2. How to develop an iOS mobile application

This was totally new for me: I have been developing software since 1984 on a desktop computer, but I had never touched the mobile phone personally, even though I have been involved with mobile app development at Bouygues Telecom and AXA for the past 10 years. This was actually the first reason for this adventure : to get a first-hand experience of mobile app development that would help me do my job better as a manager.

This is not a research project per se, it is more of an enabler for the two other parts which have a science/research component, especially the next part about machine learning. However, since software has always been a major topic of interest for me, I find that gathering this first-hand experience about mobile development was necessary for the years (and books) to come.

I have picked iOS as a mobile development platform for many reasons:

  • Writing code with Swift : Swift is closer to CLAIRE than Java, and moving from CLAIRE to Swift was easier.
  • iPhones are more popular with the intended market target for a self-tracking application.
  • The UI libraries are more integrated and the Apple guidelines makes it easier for me (I am an "algorithm geek" with close to none UI experience)
  • Xcode is a wonderfully integrated tool, which is very convenient for someone like me who has many lives and very little time for my "pet software development projects" however exciting they might be.

I learned about mobile app development from many sources:

  • I attended a few MOOC, namely the Stanford one (CS 193A)
  • I bough a couple of technical books - they were instrumental to my success :)
  • I spent a lot of time on StackOverflow !

The key areas that I had to master:

  • How to design a graphical UI with native features (as opposed to the XCode UI library). The most critical component is the horizontal/vertical slider that makes entering data more efficient.
  • HealthKit integration. Knomee imports data from trackers (e.g. Apple Watch) or other sources of data that are integrated into HealthKit
  • Geolocation, iCloud, and a few other Apple services.

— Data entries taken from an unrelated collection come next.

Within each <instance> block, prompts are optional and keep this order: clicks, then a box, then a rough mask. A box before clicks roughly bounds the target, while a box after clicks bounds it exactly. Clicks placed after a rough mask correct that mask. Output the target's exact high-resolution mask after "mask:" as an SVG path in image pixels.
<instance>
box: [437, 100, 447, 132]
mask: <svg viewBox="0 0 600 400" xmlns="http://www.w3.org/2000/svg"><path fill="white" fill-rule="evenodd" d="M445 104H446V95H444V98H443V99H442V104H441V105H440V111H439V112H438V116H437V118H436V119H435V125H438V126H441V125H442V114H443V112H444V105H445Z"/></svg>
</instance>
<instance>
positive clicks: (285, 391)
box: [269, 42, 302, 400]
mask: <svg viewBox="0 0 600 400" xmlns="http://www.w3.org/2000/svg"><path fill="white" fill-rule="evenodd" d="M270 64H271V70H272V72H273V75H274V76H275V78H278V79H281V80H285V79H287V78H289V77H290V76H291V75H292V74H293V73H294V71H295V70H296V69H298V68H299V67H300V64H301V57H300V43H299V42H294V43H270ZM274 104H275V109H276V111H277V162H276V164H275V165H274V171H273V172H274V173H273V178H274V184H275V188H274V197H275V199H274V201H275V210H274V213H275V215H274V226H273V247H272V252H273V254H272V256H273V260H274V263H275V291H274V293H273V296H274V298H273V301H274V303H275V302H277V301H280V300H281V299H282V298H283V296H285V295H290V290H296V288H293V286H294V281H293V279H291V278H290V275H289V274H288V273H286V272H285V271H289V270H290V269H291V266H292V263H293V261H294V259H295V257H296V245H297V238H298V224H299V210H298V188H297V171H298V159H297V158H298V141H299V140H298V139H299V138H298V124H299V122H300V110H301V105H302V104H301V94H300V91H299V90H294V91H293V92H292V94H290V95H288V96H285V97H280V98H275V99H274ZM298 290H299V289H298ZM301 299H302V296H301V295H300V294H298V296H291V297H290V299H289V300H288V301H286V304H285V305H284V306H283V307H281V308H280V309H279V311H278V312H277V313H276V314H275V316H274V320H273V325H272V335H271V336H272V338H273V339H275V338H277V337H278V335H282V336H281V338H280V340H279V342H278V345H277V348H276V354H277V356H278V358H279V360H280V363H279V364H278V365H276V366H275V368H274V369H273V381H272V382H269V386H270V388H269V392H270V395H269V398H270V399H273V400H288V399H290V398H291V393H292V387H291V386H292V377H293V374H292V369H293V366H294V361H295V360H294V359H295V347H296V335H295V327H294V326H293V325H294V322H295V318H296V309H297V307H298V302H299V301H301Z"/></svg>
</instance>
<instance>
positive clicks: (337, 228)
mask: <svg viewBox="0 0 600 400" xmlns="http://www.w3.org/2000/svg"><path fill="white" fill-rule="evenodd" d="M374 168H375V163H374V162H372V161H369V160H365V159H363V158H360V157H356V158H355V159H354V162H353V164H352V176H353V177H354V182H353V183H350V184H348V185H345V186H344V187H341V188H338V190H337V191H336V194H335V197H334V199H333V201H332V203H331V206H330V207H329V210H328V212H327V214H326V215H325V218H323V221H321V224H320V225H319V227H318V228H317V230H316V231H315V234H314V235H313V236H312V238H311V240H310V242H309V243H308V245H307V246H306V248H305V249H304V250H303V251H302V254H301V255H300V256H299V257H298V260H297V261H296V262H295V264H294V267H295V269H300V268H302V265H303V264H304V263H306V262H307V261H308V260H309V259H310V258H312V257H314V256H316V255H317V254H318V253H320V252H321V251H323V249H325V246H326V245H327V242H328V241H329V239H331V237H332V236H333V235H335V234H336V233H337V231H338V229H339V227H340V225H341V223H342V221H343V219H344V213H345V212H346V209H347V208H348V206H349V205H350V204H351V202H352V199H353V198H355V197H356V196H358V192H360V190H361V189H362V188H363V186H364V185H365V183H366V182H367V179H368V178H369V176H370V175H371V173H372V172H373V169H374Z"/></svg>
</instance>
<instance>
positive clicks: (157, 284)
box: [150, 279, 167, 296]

3. Machine Learning with EMLA

This last part is the more "research" oriented one, and a follow-up on previous research themes from the last 15 years.

EMLA stands for Evolutionary Machine Learning Agents, and is a child of GTES that was developed the previous years.

There have been three steps with the development of ML for Knomee:

  • 2016 was the year to develop a first version of EMLA, that inherited from old work done 15 years ago when trying to forecast TV audience, while also reusing the algebra framework for "Learning hybrid algorithms for vehicle routing problems".
  • 2017 was spent improving the robustness of forecasting, as more data became available. It became clear that the 2016 approach was influenced too much by my OR background and suffered badly from overfitting. I introduced regularization and simplified the algebra a little bit. I moved away from the "genetic" evolutionary algorithm of 2016 (stationary and too complex) and implemented RIES (Randomized Incremental Evolutionary Search) as as simpler (and incremental) alternative.
  • 2018 is the last piece of the opus. Because the application has been available on the app store and running well for a year, I have accumulated more data. I have further simplified the algebra, the randomized algorithm and added new forms of control for algebra terms generation ... which turned out to be a bad idea.

The cornerstone contribution was the development of ITP (Iterative Training Prototol) which is how I evaluate the various ML algorithm. This is nothing more than simulating a Knomee's user sequence of sessions : I feed the incremental algorithms with a sequence of measures and see how good their forecast is (based on the previous data from the past).

I have also implemented three classical algorithms to compare with the variants from EMLA: Linear Regression (using time features), k-means clustering, and ARMA (AutoRegressive Moving Average). The good news is that EMLA does better, the bad news (but not surprising) is that the forecasting performance (when supported by the data series) is weak.

My goal is to write a research paper this year to summarize these three years of experience with Quantified Self Machine Learning.